В Академии Эриена Летрелла почитали. Он занимал такое же место в свою эпоху, как Валанир Окун в эпоху Лин. Эдриена почитали даже сильнее, ведь он нашел Путь. Поэт рассказывал ей об этом со смесью тоски и возмущения. В Академии не переставали оценивать и состязаться. Так ей казалось со стороны.

— Нам нужны такие истории, — сказал Террон. — А нынче они нам нужны даже больше, чем раньше.

Лин посмотрела на Пророка. Он все еще смотрел на Эдриена, затерявшись в мыслях. Звуки бала доносились до них: переливы смеха женщин, гул разговоров.

Вдруг загудели рожки, прибыли, видимо, король и его свита. Лин тут же обрадовалась скрытности ниши.

Пророк не дрогнул.

— Прибыли король и Придворный поэт, — сказала Лин его профилю. Его нос был крючковатым, глаза глубоко посажены и в тени. — Наверное, вы их встречали.

— О, да, — рассеянно сказал Террон. — Много раз.

Она ждала, но он все еще разглядывал картину перед ним, словно больше ничего не существовало. Наконец, Лин сказала:

— Не понимаю. Почему вы говорите, что истории нужны сейчас даже больше? — за ними снова заиграла музыка, в этот раз она была медленнее.

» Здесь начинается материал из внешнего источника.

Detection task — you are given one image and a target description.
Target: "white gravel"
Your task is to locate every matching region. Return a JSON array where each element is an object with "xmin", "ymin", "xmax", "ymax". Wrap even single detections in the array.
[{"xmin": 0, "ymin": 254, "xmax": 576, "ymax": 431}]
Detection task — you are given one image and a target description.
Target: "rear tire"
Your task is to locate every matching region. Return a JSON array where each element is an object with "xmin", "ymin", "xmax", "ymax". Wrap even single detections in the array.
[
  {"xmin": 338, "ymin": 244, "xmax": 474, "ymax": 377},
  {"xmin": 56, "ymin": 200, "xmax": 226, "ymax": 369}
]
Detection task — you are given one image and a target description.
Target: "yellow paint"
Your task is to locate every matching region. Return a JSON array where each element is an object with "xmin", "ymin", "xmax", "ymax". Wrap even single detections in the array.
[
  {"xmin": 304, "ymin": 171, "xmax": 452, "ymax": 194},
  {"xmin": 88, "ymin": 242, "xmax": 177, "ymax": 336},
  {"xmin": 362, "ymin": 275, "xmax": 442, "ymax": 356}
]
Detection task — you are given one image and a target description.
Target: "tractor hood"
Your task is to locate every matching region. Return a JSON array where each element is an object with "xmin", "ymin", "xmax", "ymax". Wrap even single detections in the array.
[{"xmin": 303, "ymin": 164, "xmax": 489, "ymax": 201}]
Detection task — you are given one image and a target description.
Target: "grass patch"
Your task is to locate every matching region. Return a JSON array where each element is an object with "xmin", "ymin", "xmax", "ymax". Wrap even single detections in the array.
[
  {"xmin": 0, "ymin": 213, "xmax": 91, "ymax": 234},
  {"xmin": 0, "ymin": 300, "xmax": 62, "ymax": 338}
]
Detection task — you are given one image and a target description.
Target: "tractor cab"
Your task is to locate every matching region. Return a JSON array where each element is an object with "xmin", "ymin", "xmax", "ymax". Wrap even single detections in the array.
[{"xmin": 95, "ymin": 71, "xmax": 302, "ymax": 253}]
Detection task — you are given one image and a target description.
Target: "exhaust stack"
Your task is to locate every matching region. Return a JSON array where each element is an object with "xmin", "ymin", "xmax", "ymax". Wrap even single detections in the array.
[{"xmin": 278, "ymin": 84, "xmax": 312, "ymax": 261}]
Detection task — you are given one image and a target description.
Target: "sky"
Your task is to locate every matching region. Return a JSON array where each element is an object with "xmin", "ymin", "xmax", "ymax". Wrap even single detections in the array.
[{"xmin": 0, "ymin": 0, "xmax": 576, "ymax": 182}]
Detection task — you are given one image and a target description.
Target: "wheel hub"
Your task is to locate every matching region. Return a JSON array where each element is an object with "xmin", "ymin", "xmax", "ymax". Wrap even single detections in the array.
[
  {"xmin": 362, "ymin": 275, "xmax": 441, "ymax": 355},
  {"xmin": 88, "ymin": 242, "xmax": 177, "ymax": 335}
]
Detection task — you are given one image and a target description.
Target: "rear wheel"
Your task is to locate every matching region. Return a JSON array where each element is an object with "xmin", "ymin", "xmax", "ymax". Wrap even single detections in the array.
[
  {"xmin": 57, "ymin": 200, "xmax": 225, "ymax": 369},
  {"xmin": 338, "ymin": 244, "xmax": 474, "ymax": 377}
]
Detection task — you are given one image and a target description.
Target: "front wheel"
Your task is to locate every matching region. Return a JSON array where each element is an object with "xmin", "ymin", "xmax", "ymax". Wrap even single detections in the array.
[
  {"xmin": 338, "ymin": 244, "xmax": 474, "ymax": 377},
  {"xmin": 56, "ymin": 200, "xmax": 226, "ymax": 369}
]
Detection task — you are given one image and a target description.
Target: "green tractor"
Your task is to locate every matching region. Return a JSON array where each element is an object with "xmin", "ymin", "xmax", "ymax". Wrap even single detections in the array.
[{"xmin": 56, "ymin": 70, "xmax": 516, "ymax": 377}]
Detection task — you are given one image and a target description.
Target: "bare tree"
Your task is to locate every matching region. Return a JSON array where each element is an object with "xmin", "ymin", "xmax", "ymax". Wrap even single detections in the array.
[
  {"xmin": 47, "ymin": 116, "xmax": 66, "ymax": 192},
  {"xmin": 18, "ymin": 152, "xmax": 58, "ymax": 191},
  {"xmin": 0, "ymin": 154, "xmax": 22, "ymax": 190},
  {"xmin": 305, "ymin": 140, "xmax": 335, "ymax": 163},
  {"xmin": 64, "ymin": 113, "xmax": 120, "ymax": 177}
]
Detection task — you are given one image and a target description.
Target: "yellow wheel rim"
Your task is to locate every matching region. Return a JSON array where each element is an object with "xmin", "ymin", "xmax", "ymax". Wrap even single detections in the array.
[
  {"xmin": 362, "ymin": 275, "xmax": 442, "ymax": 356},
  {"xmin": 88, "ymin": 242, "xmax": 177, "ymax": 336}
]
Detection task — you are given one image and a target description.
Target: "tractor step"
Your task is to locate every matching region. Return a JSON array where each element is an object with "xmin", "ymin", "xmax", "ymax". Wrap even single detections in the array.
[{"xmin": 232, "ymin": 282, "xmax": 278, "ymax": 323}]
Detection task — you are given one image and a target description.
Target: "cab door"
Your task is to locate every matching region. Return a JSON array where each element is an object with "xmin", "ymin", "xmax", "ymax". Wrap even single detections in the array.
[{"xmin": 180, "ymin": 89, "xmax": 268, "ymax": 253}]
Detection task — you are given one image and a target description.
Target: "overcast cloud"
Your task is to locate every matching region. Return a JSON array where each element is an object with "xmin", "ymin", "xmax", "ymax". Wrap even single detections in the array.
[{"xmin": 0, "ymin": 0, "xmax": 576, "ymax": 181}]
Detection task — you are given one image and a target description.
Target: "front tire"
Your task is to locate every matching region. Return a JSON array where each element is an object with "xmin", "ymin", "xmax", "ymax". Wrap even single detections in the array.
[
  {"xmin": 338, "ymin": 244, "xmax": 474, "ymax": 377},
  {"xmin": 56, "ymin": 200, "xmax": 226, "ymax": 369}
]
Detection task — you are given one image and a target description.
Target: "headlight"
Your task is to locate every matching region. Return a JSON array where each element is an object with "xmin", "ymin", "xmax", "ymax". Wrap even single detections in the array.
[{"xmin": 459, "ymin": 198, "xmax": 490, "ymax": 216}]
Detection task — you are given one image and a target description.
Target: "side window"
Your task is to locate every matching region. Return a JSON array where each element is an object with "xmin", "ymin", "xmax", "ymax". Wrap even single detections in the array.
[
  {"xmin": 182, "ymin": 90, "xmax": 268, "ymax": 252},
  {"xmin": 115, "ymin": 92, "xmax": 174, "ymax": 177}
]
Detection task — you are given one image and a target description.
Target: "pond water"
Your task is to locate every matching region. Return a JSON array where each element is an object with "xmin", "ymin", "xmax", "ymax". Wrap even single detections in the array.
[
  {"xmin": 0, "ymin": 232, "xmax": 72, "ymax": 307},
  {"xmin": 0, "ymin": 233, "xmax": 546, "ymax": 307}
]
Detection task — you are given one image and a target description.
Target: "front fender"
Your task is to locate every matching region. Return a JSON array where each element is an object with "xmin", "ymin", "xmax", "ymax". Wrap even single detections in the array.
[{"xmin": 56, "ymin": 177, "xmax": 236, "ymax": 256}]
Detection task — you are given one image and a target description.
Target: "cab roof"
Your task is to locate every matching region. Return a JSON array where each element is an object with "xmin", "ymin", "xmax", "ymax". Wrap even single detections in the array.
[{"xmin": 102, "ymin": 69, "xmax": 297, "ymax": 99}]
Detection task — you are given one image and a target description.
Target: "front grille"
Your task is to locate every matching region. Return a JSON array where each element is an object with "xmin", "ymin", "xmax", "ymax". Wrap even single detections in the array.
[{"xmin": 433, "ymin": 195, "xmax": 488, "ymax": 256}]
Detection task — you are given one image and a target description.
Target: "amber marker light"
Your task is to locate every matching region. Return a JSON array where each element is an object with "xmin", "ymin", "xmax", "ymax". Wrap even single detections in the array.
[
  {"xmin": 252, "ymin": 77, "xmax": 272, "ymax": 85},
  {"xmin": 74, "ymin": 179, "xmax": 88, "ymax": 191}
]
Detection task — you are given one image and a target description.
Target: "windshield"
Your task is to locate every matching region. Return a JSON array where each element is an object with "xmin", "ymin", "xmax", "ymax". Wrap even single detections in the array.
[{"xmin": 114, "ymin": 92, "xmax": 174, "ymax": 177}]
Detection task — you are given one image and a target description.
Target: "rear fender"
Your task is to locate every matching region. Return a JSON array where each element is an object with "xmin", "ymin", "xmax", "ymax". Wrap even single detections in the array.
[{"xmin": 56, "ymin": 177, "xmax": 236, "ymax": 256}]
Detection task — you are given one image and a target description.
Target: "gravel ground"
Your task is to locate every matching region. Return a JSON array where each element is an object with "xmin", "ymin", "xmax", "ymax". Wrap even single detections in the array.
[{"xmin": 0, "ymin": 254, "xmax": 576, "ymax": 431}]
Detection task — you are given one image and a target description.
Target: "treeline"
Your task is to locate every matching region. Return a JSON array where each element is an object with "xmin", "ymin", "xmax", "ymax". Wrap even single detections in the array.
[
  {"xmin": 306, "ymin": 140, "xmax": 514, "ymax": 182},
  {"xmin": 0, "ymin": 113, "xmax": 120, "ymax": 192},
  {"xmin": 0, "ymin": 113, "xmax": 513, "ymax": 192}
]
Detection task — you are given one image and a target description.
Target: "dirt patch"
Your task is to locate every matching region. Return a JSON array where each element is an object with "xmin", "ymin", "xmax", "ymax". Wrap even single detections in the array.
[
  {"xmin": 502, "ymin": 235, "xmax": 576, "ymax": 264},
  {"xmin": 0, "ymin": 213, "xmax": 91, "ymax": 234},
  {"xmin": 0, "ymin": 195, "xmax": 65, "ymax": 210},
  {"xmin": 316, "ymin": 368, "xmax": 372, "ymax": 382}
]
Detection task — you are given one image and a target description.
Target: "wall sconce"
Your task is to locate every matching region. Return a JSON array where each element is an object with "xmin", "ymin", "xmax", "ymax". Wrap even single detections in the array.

Террон посмотрел на нее, его выражение лица менялось в свете лампы от строгости до терпения, и наоборот. Она не могла понять, хочет ли он дальше говорить с ней, или хочет, чтобы она ушла. Она хотела выбрать последнее, когда он сказал:

— Я пойду в сад настроить свою лиру. Присоединишься?

Он протянул руку, как джентльмен даме. Она чуть не рассмеялась, хоть и не знала, почему. Вместо этого она безмолвно взяла его за руку и позволила отвести ее через высокие двери в сад, в ночь середины лета.